New South Wales Senator Ian Cohen and another protester threw themselves into the water just 450 yards in front of the oncoming ships, brandishing a "Nuclear Free Pacific" banner.
Cohen, who jumped into the water with his trademark surfboard, said the protest had been "fantastic" and a triumph for "Aussie surfboard diplomacy."
"The Zodiacs (high-speed rubber boats) were out there chasing the boats for about seven hours and catching them and getting a protest out there in the middle of nowhere was brilliant," he told Reuters by ship-to-shore telephone.
The nuclear ships are currently about 625 miles east of the Australian mainland and heading south around Tasmania and west around Australia and out across the Indian Ocean.
BNFL hit back at Greenpeace, saying the protesters who had jumped into the sea had endangered not only their own lives but the lives of others.
"To throw themselves into the water in front of the vessel is the height of maritime lunacy and does Greenpeace no credit whatsoever," BNFL spokesman Mark Scott said in a statement.
"They should be condemned for their stupidity."
The Australian Democrats, Greens and Greenpeace have all said the shipment put the Australian mainland at risk but a spokesman for Australian Foreign Minister Alexander Downer said the government was satisfied about security.
"The appropriate safeguards are in place and the shipment entirely complies with international law. Australia has no position to object," he said.
But New Zealand is unhappy and has ordered its air force to track the ships.
"The government has made clear its opposition to such shipments and, as expected, as with previous shipments, the vessels seem to be staying well clear of New Zealand's 200-mile exclusive economic zone," said New Zealand Defense Minister Mark Burton in a statement.

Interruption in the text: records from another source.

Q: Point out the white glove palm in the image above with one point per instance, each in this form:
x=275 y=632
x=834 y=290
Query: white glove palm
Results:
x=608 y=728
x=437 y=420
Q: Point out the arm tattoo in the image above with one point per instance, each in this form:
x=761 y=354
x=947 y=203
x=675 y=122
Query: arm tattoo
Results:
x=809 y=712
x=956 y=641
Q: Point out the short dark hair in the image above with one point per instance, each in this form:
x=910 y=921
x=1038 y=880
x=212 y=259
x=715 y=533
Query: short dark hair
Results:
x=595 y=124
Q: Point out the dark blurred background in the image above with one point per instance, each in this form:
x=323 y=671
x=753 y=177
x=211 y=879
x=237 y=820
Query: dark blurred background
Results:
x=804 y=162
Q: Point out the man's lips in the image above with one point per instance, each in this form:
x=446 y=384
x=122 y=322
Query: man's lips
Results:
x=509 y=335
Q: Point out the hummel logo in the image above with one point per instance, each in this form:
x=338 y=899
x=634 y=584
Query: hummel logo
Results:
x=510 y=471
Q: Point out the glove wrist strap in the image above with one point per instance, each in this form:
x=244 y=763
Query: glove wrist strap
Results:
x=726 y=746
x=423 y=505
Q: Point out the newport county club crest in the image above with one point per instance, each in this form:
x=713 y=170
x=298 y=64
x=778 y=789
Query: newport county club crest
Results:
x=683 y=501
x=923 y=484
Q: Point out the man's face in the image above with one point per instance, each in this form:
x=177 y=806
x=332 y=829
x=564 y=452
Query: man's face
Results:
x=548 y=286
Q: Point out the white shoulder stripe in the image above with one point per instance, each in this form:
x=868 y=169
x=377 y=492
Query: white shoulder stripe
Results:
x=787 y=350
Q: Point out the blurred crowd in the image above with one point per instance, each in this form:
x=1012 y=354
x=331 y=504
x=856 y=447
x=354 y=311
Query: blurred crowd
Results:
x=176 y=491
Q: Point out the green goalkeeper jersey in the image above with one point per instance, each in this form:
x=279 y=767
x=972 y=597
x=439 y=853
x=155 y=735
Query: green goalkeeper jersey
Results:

The shipment is destined for the British reprocessing plant at Sellafield on England's northwest coast. The government in Ireland, whose coastline is just 110 miles across the Irish Sea, has long campaigned for the plant's closure.
The controversial shipment comes at a time when British Energy Minister Brian Wilson has published a policy paper outlining plans to reform the creaking nuclear power industry.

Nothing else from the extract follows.